Sachsen-Anhalt Sachsen-Anhalt: Ein Abgeordneter, zwei Rollen?
MAGDEBURG/MZ. - In Teilen der Landes-CDU rumort es. Thema auf den Fluren und hinter verschlossenen Landtagstüren ist der stellvertretende CDU-Fraktionsvorsitzende Holger Stahlknecht. Der Rechtsanwalt vertritt seit vergangener Woche den unter dem Verdacht der Bestechlichkeit stehenden Landrat des Jerichower Landes, Lothar Finzelberg (parteilos). Fraktionsmitglieder - die nicht namentlich genannt werden wollen - sehen die Gefahr einer Interessenkollision, was der ehemalige Staatsanwalt Stahlknecht für unbegründet hält.
Finzelberg wird vorgeworfen, einer Betreiberfirma von Mülldeponien im Jerichower Land zu Genehmigungen verholfen und dafür Geld erhalten zu haben. Finzelberg bestreitet die Anschuldigungen, er ist vorübergehend seines Dienstes enthoben worden.
"Dass sich Stahlknecht in dieser Sache als Anwalt eingeschaltet hat, sorgt bei vielen für Unmut", heißt es aus Fraktionskreisen. So wird darauf verwiesen, dass es wegen des Müllskandals auch heftige Kritik am Umwelt- und am Wirtschaftsministerium gegeben habe - die von den CDU-Politikern Hermann Onko Aeikens und Reiner Haseloff geführt werden. Auch vertrage sich das Mandat als Rechtsanwalt in einem solch brisanten Fall nicht mit Stahlknechts Funktion als justizpolitischer Sprecher seiner Fraktion. Nach MZ-Informationen sollen ihm Fraktionsmitglieder davon abgeraten haben, Finzelberg zu vertreten.
Stahlknecht wies gestern gegenüber der MZ Befürchtungen zurück, es gebe eine Vermischung seiner Rolle als Abgeordneter und als Rechtsanwalt. Nicht der Müllskandal sei Gegenstand seines Mandats. Er verteidige Finzelberg lediglich gegen den Vorwurf, dass er Geld erhalten habe. Dies stehe in keiner Weise seiner Funktion als Abgeordneter entgegen.

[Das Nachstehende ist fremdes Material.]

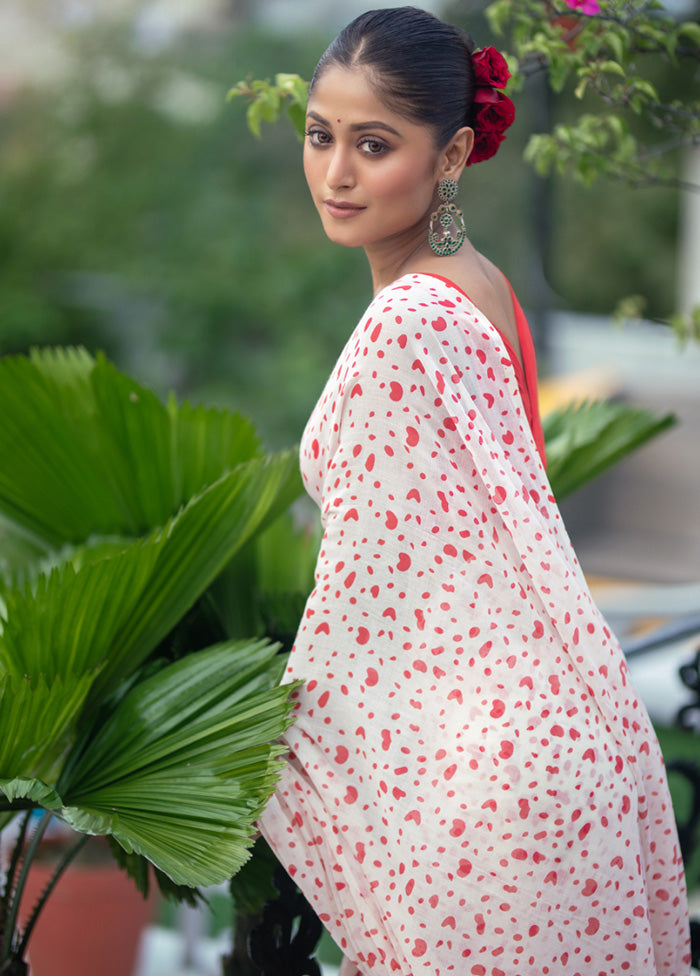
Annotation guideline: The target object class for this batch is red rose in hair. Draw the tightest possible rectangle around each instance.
[467,88,515,166]
[472,47,510,88]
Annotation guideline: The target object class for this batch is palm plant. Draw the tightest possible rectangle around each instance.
[0,350,301,976]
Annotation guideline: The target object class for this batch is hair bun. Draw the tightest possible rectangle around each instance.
[455,27,476,54]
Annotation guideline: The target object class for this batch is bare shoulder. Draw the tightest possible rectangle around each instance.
[416,247,520,353]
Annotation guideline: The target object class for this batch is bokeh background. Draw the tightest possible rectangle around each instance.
[0,0,700,580]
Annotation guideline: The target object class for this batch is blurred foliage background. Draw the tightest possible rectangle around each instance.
[0,2,679,448]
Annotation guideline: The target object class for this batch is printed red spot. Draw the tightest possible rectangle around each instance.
[411,939,428,956]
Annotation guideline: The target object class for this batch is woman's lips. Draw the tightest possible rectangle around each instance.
[323,200,366,220]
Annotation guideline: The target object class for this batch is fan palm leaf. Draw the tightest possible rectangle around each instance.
[542,400,676,501]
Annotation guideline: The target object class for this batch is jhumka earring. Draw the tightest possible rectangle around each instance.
[428,179,467,258]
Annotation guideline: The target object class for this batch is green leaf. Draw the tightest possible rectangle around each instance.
[542,401,676,501]
[0,351,268,547]
[0,673,93,779]
[678,20,700,47]
[58,642,296,886]
[229,837,279,916]
[0,779,63,810]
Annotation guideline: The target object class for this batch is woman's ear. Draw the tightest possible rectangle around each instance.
[440,125,474,180]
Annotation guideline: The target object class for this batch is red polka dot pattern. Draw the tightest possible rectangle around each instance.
[261,275,690,976]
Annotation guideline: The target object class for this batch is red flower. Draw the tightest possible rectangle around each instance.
[472,47,510,88]
[467,88,515,166]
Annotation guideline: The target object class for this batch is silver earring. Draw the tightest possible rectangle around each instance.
[428,179,467,258]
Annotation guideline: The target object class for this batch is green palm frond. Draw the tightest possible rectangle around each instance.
[57,642,295,886]
[0,671,94,784]
[542,400,676,501]
[0,350,260,548]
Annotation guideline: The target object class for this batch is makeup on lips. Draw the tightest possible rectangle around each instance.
[323,199,367,220]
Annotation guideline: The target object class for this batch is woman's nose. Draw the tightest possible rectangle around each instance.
[326,145,355,190]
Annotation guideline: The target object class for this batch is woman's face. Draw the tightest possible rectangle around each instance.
[304,65,440,247]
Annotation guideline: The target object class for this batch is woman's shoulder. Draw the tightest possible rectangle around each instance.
[390,258,521,357]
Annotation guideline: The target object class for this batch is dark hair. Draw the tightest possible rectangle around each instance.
[311,7,475,148]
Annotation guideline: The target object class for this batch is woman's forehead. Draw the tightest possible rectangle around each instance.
[308,64,425,130]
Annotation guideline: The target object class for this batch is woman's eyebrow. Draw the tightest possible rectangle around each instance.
[306,109,401,138]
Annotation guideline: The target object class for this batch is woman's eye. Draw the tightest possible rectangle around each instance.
[360,138,388,156]
[305,129,331,146]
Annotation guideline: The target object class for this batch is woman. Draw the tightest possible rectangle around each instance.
[261,7,689,976]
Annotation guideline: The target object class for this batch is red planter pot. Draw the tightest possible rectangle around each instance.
[21,864,154,976]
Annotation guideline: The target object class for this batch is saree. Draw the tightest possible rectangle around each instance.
[260,274,690,976]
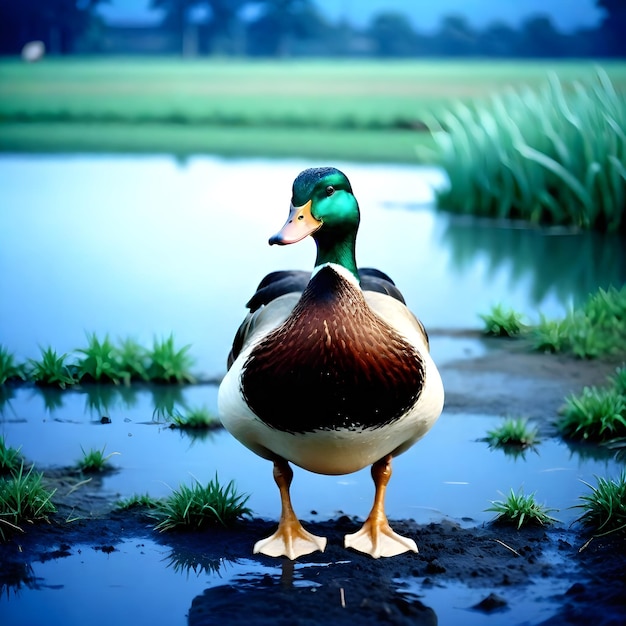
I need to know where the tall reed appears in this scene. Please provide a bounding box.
[434,68,626,232]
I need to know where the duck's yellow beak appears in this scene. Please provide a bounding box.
[269,200,322,246]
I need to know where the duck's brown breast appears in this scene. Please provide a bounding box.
[241,268,424,433]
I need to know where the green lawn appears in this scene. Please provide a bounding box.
[0,58,626,162]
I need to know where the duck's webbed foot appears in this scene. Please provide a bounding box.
[344,456,417,559]
[254,459,326,560]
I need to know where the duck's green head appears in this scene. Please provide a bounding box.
[269,167,360,276]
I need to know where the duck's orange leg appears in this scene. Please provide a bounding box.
[254,458,326,560]
[344,455,417,559]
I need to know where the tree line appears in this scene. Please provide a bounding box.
[0,0,626,58]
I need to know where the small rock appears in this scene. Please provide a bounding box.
[472,593,508,613]
[426,559,446,574]
[565,583,585,596]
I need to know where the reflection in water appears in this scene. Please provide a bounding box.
[0,562,39,600]
[442,217,626,305]
[188,561,438,626]
[163,548,227,576]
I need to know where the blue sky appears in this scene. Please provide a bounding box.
[100,0,602,31]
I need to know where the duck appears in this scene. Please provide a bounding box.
[218,167,444,560]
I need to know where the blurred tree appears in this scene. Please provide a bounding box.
[201,0,249,54]
[151,0,201,56]
[434,15,476,56]
[248,0,328,57]
[596,0,626,56]
[518,15,567,58]
[368,11,417,57]
[0,0,109,54]
[477,21,519,57]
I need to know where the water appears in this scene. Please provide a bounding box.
[0,156,626,626]
[0,385,621,524]
[0,156,626,376]
[0,538,567,626]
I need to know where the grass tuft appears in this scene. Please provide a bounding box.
[171,406,221,430]
[556,387,626,443]
[0,435,23,475]
[485,417,539,448]
[0,464,56,540]
[486,489,557,530]
[76,333,130,385]
[480,304,526,337]
[156,475,251,531]
[0,345,26,385]
[117,337,150,384]
[76,446,119,474]
[148,335,195,384]
[116,493,161,511]
[576,469,626,536]
[480,286,626,359]
[29,348,77,389]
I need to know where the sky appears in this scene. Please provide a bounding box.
[100,0,603,32]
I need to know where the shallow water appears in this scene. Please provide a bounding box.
[0,539,566,626]
[0,155,626,376]
[0,156,626,626]
[1,385,621,524]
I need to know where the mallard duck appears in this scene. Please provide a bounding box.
[218,167,444,559]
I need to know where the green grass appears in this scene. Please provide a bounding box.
[116,493,161,511]
[576,469,626,537]
[480,286,626,359]
[0,122,434,163]
[28,347,77,389]
[148,335,195,384]
[76,446,119,474]
[486,489,557,530]
[0,435,24,475]
[116,337,150,384]
[156,475,251,531]
[5,333,196,389]
[170,407,221,430]
[0,344,26,385]
[76,333,130,385]
[0,465,56,541]
[531,286,626,358]
[432,69,626,232]
[556,367,626,443]
[0,58,626,162]
[485,417,539,448]
[480,304,525,337]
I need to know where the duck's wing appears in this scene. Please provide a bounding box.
[359,267,430,350]
[227,270,311,369]
[359,267,406,304]
[227,267,428,369]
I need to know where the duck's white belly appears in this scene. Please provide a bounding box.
[218,346,443,474]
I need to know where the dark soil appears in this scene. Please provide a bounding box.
[0,342,626,626]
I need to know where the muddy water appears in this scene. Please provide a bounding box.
[0,156,626,376]
[0,157,626,626]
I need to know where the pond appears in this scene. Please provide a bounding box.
[0,156,626,626]
[0,156,626,377]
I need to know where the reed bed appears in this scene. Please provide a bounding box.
[0,333,196,389]
[431,68,626,232]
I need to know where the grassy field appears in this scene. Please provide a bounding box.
[0,58,626,162]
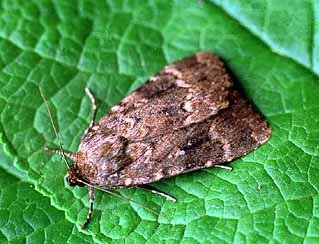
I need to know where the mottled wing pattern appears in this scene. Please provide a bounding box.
[99,52,232,141]
[101,91,271,187]
[76,52,271,188]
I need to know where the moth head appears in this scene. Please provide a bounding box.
[43,147,84,186]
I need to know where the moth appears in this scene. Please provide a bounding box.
[41,52,271,228]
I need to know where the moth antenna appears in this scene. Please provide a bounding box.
[79,180,160,215]
[39,87,70,169]
[43,147,76,161]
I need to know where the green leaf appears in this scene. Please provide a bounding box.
[0,0,319,243]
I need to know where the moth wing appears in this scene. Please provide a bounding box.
[99,52,232,141]
[101,91,271,187]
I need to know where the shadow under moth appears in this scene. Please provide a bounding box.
[40,52,271,228]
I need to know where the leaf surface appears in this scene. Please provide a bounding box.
[0,0,319,243]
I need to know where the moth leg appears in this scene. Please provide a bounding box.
[85,87,97,129]
[82,186,94,229]
[214,164,233,171]
[136,185,177,202]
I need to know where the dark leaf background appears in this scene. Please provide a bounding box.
[0,0,319,244]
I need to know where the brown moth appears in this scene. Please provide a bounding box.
[45,52,271,228]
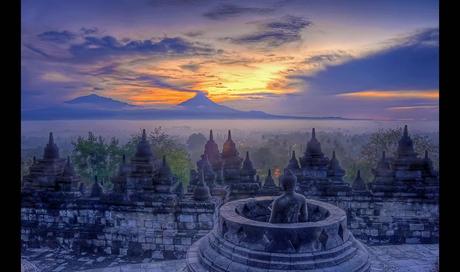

Landtagsabgeordnete können neben ihrem Mandat eine berufliche Tätigkeit ausüben, sofern sie diese der Landtagsverwaltung anzeigen. Stahlknecht hatte mit der Übernahme des Falls Finzelberg umgehend die Führungsspitze der CDU in Kenntnis gesetzt. Außerdem informierte er Landtagspräsident Dieter Steinecke in einem Brief. Darin hatte Stahlknecht angekündigt, sich in Anlehnung an die Verhaltensregeln für Abgeordnete für befangen zu erklären und die jeweilige Sitzung zu verlassen, sollte der Fall Finzelberg in den Landtagsausschüssen Inneres oder Recht thematisiert werden. Stahlknecht ist Vorsitzender im Innenausschuss und Mitglied im Rechtsausschuss. "Die Übernahme des Mandats erfolgte nach vorheriger sorgfältiger Abwägung." Stahlknecht verweist weiter darauf, dass er weder im Umweltausschuss noch in dem in Sachen Müllskandal eingerichteten Untersuchungsausschuss sitze.
CDU-Fraktionsvorsitzender Jürgen Scharf sprach gestern von einem korrekten Vorgehen. Alle Regeln, die es zu beachten gelte, seien eingehalten worden. "Ich denke es ist alles richtig gemacht worden."